On 12/22/2014 4:37 PM, Russell Standish wrote:
On Sat, Dec 20, 2014 at 09:39:57PM -0800, meekerdb wrote:
consciousness is favored.  Personally, I think "integrated" is a
vague concept and amounts to "and then a miracle happens" without
some further elucidation.

Brent

See arXiv:1405.0126 for a quite explicit quantification of what
"integrated" means.

I haven't yet had a chance to fully digest the paper, or take a
position on it, but it seems the charge of it being a vague concept is
not valid.

It's interesting that they don't want "lossy" information integration:

/"While it seems intuitve for the brain to discard irrelevant details from 
sensory inp//
//ut, it seems undesirable for it to also hemorrhage meaningful content. In particular, memory functions must be vastly non-lossy, otherwise retrieving them repeatedly would cause them to gradually decay//"/

Yet that is exactly what is observed. Each time you recall something you modify it, so it tends to become a confabulation.

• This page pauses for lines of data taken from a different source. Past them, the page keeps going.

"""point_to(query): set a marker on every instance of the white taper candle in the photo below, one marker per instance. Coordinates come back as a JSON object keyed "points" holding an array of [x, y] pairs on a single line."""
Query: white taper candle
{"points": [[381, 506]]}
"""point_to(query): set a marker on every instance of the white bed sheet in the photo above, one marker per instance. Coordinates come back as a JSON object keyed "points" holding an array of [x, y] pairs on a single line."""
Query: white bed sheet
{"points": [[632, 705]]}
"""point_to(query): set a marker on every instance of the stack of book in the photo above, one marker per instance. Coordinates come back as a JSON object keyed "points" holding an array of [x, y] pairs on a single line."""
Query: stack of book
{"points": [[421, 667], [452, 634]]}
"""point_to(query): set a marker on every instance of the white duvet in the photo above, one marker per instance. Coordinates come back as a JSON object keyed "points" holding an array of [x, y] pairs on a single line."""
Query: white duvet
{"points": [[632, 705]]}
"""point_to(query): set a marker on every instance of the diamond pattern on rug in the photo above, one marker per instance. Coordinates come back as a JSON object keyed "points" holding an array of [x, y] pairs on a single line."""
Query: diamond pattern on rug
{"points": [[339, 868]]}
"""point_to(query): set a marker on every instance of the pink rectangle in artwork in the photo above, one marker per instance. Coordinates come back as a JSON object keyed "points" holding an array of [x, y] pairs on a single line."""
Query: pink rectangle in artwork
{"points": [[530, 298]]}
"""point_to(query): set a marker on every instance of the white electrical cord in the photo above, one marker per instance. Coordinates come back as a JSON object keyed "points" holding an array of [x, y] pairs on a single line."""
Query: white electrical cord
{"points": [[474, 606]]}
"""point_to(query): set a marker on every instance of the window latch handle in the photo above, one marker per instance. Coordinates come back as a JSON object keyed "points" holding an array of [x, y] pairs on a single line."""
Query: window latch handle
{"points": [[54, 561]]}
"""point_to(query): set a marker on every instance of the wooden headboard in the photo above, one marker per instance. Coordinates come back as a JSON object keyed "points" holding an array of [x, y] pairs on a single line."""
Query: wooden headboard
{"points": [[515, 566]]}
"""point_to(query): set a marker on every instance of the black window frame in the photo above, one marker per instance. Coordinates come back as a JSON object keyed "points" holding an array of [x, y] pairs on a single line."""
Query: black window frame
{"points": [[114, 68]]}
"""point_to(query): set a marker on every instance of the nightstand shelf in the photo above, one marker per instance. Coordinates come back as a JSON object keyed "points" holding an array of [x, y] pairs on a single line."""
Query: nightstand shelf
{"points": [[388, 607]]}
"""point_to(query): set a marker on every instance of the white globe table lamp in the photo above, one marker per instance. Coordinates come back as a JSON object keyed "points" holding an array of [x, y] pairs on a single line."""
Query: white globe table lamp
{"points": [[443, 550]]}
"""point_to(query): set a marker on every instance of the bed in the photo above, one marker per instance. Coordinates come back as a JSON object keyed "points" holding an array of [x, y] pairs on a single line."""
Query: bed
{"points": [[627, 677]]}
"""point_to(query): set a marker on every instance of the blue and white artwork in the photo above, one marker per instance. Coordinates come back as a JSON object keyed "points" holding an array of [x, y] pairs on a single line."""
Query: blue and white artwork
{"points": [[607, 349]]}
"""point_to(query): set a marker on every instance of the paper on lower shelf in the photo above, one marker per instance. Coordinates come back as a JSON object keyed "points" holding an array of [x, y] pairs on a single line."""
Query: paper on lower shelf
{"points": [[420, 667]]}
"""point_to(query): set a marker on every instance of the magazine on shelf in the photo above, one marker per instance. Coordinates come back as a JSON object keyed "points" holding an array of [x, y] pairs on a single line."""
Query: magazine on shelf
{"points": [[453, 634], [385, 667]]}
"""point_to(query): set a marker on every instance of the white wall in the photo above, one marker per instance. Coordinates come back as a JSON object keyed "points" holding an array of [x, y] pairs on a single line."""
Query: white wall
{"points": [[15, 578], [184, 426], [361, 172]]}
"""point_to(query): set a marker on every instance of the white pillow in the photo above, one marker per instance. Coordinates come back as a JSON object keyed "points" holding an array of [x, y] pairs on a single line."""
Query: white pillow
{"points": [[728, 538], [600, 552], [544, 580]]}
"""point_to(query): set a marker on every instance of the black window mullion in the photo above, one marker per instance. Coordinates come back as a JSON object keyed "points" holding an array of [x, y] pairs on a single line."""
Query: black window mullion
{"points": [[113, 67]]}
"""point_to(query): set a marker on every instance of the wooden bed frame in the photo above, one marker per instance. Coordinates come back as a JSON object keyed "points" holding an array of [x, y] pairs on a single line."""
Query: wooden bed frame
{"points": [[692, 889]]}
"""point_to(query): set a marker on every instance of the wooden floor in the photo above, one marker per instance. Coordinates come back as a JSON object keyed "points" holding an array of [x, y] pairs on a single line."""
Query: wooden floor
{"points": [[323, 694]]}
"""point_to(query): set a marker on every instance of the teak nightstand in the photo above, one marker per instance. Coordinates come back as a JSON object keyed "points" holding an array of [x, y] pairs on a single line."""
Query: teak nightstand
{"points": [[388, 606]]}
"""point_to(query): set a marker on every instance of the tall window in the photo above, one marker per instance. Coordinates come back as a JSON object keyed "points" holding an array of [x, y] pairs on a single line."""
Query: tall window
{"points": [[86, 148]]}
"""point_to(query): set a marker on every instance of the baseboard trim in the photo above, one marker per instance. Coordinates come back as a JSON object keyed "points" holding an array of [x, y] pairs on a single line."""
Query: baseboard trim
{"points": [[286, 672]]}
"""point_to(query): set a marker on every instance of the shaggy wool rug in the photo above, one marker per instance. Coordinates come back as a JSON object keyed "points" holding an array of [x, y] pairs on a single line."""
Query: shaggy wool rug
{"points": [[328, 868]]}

Their concept of "integration" is simply "scrambled together" so what we would intuitively call "a piece of information" cannot be physically localized or disentangled. They quantify this by edit distance. But if I understand it correctly the same "scrambling" that makes editing impossible would also make integrating new information impossible. And while information may be difficult to localize, it does get disentangled so that when you ask someone a question they can answer that specific question.